He’s not drawing attention to her tears, not laying on any comfort she hasn’t asked for. Warm, but not intrusively so. He doesn’t know Katie as well as these circumstances may imply, and overstepping a boundary at the first hurdle isn’t a good way to establish trust. When he sits, it’s at the other side of the couch, not touching her, but not too far away.
The room they find themselves in is lit only by the sun outside, and it’s spacious, and it’s bright; six tall, tall windows with a control panel at their feet, overlooking the forward portion of the ship’s deck. And the water, and the trees, and the mountains. The light is cold, but the view steals your breath. Down from the bridge, from the control panel, furniture is arranged in a circle around a low coffee table, every item meticulously matched to every other item.
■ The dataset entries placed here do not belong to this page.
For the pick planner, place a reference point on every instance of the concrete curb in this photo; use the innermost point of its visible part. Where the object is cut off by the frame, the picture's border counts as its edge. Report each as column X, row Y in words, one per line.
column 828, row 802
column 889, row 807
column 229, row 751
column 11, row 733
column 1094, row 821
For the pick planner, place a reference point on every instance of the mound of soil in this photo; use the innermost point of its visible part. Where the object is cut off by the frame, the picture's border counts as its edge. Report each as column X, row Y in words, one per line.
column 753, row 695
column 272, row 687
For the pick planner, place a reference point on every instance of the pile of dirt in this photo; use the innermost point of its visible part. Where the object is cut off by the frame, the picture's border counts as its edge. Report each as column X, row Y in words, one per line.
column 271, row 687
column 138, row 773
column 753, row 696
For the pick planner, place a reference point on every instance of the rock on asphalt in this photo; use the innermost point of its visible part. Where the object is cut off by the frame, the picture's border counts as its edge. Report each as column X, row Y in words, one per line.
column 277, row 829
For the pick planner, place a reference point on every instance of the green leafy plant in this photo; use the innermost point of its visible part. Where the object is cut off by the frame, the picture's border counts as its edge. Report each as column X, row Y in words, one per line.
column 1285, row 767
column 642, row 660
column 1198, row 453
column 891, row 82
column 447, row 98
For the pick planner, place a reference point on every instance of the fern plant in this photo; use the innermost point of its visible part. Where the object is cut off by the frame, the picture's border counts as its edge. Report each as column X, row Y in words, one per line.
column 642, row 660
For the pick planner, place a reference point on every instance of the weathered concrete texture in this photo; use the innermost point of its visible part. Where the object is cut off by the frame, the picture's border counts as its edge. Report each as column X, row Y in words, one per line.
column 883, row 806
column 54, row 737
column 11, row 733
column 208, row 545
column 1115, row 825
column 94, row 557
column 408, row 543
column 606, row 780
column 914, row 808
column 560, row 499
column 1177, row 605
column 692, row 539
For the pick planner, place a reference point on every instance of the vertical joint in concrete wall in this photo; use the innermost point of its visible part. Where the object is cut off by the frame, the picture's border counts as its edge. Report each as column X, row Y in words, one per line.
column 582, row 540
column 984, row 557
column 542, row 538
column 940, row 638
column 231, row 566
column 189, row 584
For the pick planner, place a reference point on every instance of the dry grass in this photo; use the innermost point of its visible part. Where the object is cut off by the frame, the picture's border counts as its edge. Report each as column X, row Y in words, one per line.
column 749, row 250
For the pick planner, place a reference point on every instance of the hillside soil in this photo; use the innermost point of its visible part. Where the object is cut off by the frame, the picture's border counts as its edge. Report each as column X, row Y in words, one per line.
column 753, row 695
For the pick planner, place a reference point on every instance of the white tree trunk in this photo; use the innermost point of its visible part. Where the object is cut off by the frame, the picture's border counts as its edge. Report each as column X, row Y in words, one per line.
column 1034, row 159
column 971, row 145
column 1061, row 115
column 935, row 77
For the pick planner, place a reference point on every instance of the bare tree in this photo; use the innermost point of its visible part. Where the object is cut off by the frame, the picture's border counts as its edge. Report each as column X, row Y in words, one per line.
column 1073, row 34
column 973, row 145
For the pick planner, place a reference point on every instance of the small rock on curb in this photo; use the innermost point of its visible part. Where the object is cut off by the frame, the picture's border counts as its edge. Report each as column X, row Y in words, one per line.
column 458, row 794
It’s friendly. There’s colour. It draws just short of a softly thrumming radio and a crackling hearth. Katie doesn’t see deeper into the ship’s bowels, yet, where the rooms get emptier and starker and bright, bright white, where a man wearing the same colour as the walls and seven electrodes (for the shocks, obviously) and who has forgotten what it feels like to have an arm around his shoulder waits to meet her.
“…Do you know who killed them? ”
She probably should’ve checked on Pieter’s policy about shoes on the couch. That had to be the furthest thing from her mind right now, though, so she curled up on herself without even glancing over at Pieter. This felt almost as silly as getting picked up and carried around, but it was more instincts than indulgence.
Something primordial dictated that small was safe.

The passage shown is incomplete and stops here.